利用中国科学院水土保持研究所降雨大厅内建立的模型流域进行研究。为精确描述小流域地貌,自制了高程测量仪,对流域模型高程进行0.1m×0.1m测量,用GIS软年生成模型流域的DEM。处理所得DEM与原模型流域地形特征点数据比较误差范围为±0.005m,通过流域降雨侵蚀前后高程的对比,得到室内小模型流域的侵蚀分布。
研究了不同雨强和降雨历时下的流域产流及产沙过程,采用的雨强为:25、50、75、100mm/hr,降雨历时为:5、10、20、40 min。采用传感器测量流域及其分支沟道山口的含沙量变化过程,采用量水堰和水位传感器测量相应点的流量过程,采用薄层水流流速传感器测量沿沟道的水流流速。
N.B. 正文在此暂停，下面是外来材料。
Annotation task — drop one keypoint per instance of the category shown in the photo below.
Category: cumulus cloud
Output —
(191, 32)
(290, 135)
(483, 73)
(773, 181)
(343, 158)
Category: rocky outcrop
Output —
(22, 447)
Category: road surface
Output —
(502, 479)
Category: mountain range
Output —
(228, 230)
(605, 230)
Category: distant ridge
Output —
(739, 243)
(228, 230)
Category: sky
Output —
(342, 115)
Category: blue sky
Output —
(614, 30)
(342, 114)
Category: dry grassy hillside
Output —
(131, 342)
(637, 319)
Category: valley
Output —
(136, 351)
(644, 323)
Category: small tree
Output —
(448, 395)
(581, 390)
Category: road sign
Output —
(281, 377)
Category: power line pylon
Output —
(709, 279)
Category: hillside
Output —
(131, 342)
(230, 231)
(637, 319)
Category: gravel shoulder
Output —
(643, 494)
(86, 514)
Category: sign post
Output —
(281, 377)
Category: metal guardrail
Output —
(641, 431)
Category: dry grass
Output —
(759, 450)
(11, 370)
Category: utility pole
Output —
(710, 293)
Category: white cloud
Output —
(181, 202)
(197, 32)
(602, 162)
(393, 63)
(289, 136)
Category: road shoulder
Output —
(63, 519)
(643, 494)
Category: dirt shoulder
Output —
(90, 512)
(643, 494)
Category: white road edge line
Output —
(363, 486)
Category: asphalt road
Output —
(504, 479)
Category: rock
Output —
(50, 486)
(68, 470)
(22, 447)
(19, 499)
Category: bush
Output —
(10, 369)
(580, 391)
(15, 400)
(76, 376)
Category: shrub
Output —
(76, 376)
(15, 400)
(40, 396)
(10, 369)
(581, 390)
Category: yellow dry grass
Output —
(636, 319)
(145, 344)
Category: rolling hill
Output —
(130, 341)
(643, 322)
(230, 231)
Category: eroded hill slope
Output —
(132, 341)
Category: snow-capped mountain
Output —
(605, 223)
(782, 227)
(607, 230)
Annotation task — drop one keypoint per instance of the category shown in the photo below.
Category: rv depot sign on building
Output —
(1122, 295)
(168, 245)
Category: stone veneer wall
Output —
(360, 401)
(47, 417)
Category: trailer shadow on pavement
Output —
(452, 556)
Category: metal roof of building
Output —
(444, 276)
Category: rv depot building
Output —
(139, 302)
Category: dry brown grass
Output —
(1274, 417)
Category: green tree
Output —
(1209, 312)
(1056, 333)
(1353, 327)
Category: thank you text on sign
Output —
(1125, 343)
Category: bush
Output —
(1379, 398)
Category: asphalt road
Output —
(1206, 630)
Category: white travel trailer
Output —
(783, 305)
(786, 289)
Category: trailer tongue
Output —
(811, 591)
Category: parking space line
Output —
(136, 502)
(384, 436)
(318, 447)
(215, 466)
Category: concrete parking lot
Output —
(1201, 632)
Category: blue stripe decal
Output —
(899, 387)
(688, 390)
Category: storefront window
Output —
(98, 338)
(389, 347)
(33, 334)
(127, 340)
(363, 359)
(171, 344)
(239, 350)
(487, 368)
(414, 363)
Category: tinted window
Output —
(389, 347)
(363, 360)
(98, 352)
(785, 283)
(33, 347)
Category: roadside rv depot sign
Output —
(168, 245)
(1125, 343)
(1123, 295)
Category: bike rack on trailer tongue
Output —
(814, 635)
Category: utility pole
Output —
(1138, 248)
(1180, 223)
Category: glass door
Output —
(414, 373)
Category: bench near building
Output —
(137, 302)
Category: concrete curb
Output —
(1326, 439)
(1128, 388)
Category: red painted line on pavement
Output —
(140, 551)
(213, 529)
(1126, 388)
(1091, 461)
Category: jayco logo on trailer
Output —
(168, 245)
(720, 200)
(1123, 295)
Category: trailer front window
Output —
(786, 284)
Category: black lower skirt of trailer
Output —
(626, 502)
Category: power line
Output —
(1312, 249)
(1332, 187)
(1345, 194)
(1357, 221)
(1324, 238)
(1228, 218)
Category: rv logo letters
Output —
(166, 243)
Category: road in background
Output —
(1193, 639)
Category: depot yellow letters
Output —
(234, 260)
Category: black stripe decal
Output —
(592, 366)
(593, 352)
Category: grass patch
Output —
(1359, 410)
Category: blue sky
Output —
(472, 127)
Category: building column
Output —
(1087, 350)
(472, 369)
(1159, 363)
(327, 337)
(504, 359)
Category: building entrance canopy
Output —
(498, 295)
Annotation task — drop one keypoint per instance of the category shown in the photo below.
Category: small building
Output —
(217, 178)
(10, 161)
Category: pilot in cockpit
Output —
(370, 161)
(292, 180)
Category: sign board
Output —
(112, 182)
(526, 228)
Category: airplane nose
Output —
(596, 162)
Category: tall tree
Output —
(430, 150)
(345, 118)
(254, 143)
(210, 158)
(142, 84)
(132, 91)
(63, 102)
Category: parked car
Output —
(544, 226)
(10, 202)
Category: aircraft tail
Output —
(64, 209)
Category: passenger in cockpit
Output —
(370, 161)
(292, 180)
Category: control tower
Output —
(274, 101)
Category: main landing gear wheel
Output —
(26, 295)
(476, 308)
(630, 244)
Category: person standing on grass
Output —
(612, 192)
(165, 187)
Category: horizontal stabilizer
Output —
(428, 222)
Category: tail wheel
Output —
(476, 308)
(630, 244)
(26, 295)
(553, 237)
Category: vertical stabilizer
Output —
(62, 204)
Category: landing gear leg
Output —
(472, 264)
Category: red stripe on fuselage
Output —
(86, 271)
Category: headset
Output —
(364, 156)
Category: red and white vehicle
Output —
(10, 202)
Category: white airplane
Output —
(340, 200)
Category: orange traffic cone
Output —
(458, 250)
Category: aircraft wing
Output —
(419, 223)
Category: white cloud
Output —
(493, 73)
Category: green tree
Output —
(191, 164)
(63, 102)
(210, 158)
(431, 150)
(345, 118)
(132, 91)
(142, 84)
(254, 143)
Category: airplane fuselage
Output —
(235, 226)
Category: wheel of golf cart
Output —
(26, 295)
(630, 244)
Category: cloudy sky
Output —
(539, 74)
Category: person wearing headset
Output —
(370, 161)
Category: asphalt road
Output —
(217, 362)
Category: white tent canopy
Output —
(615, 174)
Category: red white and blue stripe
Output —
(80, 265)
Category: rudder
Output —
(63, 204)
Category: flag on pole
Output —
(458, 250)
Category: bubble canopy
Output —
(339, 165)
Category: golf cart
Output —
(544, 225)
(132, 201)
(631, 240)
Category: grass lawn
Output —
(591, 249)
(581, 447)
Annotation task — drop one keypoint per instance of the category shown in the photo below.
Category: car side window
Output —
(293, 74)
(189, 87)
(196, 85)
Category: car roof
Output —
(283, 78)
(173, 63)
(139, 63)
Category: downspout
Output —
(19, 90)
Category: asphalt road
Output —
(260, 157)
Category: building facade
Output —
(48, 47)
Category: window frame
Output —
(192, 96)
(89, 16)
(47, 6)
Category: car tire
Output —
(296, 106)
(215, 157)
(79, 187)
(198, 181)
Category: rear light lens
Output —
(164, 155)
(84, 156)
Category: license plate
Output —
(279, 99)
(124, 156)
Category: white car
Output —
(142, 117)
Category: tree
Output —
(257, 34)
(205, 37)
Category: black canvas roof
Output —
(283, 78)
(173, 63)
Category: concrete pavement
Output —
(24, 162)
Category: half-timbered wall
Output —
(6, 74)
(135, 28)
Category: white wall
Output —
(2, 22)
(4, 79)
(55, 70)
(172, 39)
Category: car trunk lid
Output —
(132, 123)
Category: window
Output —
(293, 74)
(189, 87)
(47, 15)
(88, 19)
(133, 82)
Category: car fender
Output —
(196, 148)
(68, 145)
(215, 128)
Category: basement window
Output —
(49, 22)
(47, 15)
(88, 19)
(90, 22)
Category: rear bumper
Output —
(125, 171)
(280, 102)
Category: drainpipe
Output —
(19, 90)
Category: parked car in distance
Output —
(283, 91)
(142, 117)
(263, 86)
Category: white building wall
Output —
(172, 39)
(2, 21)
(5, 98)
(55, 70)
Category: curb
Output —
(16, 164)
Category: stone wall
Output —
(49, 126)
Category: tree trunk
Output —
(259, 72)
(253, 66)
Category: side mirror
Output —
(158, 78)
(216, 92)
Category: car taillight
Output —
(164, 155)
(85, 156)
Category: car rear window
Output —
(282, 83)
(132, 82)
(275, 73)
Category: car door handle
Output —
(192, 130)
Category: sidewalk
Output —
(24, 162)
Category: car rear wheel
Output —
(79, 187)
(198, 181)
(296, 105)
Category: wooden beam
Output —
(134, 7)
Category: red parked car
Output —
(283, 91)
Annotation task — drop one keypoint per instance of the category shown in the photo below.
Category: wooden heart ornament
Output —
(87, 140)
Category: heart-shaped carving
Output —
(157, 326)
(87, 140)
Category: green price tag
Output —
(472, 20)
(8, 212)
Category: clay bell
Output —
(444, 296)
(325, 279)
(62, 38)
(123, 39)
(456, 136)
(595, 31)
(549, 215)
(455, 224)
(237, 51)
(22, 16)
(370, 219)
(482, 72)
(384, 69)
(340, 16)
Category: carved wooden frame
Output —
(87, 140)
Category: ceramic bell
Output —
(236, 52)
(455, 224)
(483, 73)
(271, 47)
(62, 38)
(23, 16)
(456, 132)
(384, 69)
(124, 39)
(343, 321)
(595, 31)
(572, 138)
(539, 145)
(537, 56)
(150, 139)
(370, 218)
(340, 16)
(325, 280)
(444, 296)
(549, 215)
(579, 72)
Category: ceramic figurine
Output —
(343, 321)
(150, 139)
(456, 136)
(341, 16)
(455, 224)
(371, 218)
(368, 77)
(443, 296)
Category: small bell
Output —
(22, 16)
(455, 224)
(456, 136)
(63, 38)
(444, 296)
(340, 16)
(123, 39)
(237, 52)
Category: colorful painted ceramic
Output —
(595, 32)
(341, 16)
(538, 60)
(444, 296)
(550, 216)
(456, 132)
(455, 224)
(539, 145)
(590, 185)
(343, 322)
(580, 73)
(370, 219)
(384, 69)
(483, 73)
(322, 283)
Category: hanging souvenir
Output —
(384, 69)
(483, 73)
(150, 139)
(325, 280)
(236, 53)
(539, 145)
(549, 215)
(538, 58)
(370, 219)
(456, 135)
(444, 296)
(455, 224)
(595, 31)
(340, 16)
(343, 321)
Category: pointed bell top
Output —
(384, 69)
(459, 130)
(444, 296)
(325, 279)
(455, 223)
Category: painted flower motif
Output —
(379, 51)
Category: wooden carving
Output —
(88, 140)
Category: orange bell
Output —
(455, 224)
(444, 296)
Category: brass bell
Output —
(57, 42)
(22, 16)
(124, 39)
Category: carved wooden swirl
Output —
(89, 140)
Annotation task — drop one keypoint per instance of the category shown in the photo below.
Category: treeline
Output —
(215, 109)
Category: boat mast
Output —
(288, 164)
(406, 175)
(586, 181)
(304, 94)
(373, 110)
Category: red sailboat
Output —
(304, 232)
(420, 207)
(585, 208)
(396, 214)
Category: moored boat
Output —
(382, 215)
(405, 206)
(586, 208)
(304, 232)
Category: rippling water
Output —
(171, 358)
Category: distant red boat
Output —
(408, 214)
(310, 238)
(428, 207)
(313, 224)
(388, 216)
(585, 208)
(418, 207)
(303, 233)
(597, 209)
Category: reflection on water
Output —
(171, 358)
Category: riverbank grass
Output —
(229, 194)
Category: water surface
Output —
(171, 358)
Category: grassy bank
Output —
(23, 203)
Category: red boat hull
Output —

试验结果表明:(1)产流过程与雨强和降雨历时的关系为:随着雨强的增加,起流过程变得陡峭,产流过程线的峰值与雨强成比例,降雨历时在室内模型降雨产流上更多地表现为产流平稳段时间拉长;(2)产沙过程与雨强和降雨历时的关系为:水流含沙量随雨强的增加而增大,在小雨强时含沙量随降雨历时有增加的趋势;(3)产流与产沙的耦合关系为:在起流阶段产流产沙过程具有很好的一致性;(4)沟道流速随雨强的增加而增加,降雨历时对沟道流速的影响不显著。
室内模型流域试验揭示了小流域的产流产沙过程、流域侵蚀发育过程利侵蚀分布,为土壤侵蚀机理研究提供了室内可控实验系统,对预测土壤侵蚀模型研究和预防水土流失具有一定的科学指导作用。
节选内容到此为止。